As Thomas Kuhn pointed out in The Structure of Scientific Revolutions, new paradigms don’t emerge whole, but first arrive as a series of quirky anomalies that are easy to dismiss as “special cases” that we can work
around.  This usually works pretty well for a while and things go on much as before.
So even if we notice that something is awry, that things aren’t quite what we thought they were, we will most likely forget about it and get back to business.  After all, not only do we believe in our present working model, so do those around us. The world is a messy place and every rule has exceptions.  Life goes on.
The Efficiency Paradox
Another barrier to adaptation is that change incurs real costs. How much time, effort and resources do we want to expend on a hunch?

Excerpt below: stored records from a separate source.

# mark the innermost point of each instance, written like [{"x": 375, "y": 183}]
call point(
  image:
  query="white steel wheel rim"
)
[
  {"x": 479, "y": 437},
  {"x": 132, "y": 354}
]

Especially when our own instincts and those around us tell us that our present course is the right one?
As General Stanley McChrystal explained in Team of Teams, building the kind of agility and interoperability it takes to respond to disruptive change almost always results in diminished efficiency, at least in the short term.  That’s the efficiency paradox.  To effectively deal with disruption, we need to sacrifice our effectiveness in normal, stable environments.
Most of this understand this principle intuitively, but in practice our instinct for loss aversion takes over.  Evolution engineered us to survive, not to seek out the great yonder.  So we are wired to avoid incurring losses, even if we have an equal or better chance of making gains.
In McChrystal’s case, he had to take people out of their units so that they could contribute to better coordination.  For example, he embedded intelligence officers in commando units and vice versa.  He also took some of his best operators out of the field altogether and made them liaison officers, usually a role reserved for those past their prime.
These were not easy changes to make and they most likely diminished the effectiveness of individual units.  However, as a collective, his forces increased their efficiency by a factor of seventeen, measured by the amount of raids they were able to execute.
Managing For Disruption
The story of McChrystal is an inspiring one, all the more so when you realize that he had no guarantee of success.  That he was able to manage it successfully is a tribute to his skills as a leader.  Most change efforts do not go nearly as well.
The problem is that disruption always seems strange to us, because it always starts with them. It is those on who operate outside of our social networks and everyday experience that have no loyalty to the existing model or the status quo.  They are unencumbered by synapses that fire in unison with the present paradigm and are unconnected to those who benefit from it.
That’s why we need to manage not for stability, but for disruption.  We need to stretch ourselves into the realm of the uncomfortable
and unlikely, to break bread with those whose neurons fire along different pathways and who travel in circles detached from our everyday experience. We cannot live our lives surrounded by the familiar and expect to embrace the new and different.
So in order to adapt we must, as Whitney Johnson puts it, disrupt ourselves.  To seek out people, places and experiences that challenge our core beliefs.  The status quo has many champions—our brain chemistry, our social networks and our sense of security.  We can only embrace the future if we are willing to make the effort to break free of the past.